Jim knew what Blair was offering, and he knew no matter what he chose,
Blair would accept it. There were times when Blair
pushed him. This wasn't one of them, and Jim could sense it. It happened
so often now, understanding without words, that it
shouldn't have surprised him. It shouldn't have sent a shiver, like
fingers on skin, down his spine. But it did. A shudder and a
glowing warmth that lit him from within and stole his voice.
After a moment and a deep breath, Jim nodded. He looked away from Blair,
allowing his gaze to focus on the frost that coated
the balcony doors. The room slipped away, sight and scent and hearing,
but not the way it had before. Not so completely that
he couldn't feel his fingers and his toes. Because Blair was there
with him, warm fingers on the pulse point of his wrist and in the
small of his back. A connection that bound his skin to his flesh to
his bones to the present.
He followed the memory, the way he would have followed a trail of evidence.
Finding first the bed that he lay in, sheet clean and crisp beneath, blanket
warm above. Orange glow of a nightlight in the nearby bathroom. Stephen
sleeping nearby. And his
mother's voice was there. 'Jimmy's going to be so excited when he sees
his tricycle! I wish I could wake him now, just to see his face. You don't
think he's too young for it, do you?'
He heard his father's response, but the voice wasn't clear the way his
mother's was. He strained to understand, but he was so
overwhelmed by the love and excitement in his mother's voice that he
lost the thread of all of it. For a moment longer, his
parents' voices were there, hollow and echoing but unintelligible.

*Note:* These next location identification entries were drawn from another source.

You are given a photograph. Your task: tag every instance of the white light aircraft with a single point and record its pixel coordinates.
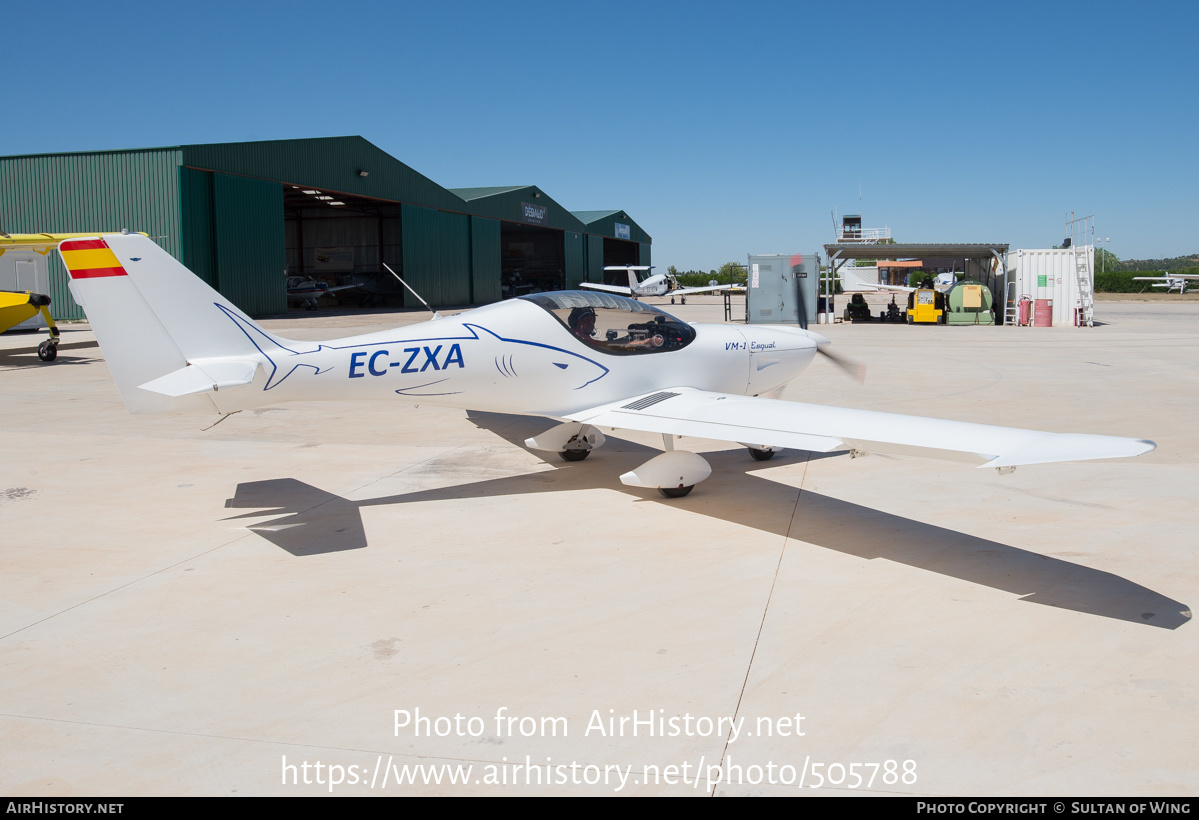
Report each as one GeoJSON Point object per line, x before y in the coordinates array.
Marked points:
{"type": "Point", "coordinates": [595, 361]}
{"type": "Point", "coordinates": [660, 284]}
{"type": "Point", "coordinates": [1172, 282]}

Then Blair's touch replaced the dance of memory, becoming
tangible as pressure on his skin rather than just a thread of warmth
twining through.
"I couldn't have been more than three, or four. But I remember…" He
turned his hand, scrabbling at the fingers that held his
wrist so firmly. The words spilled out of his mouth, and he had no
hope of erecting the dam that normally kept the tide back. "I
remember, Blair. I heard them. And it was all her doing. My mother's.
All the Christmases. She was our Santa, and I heard.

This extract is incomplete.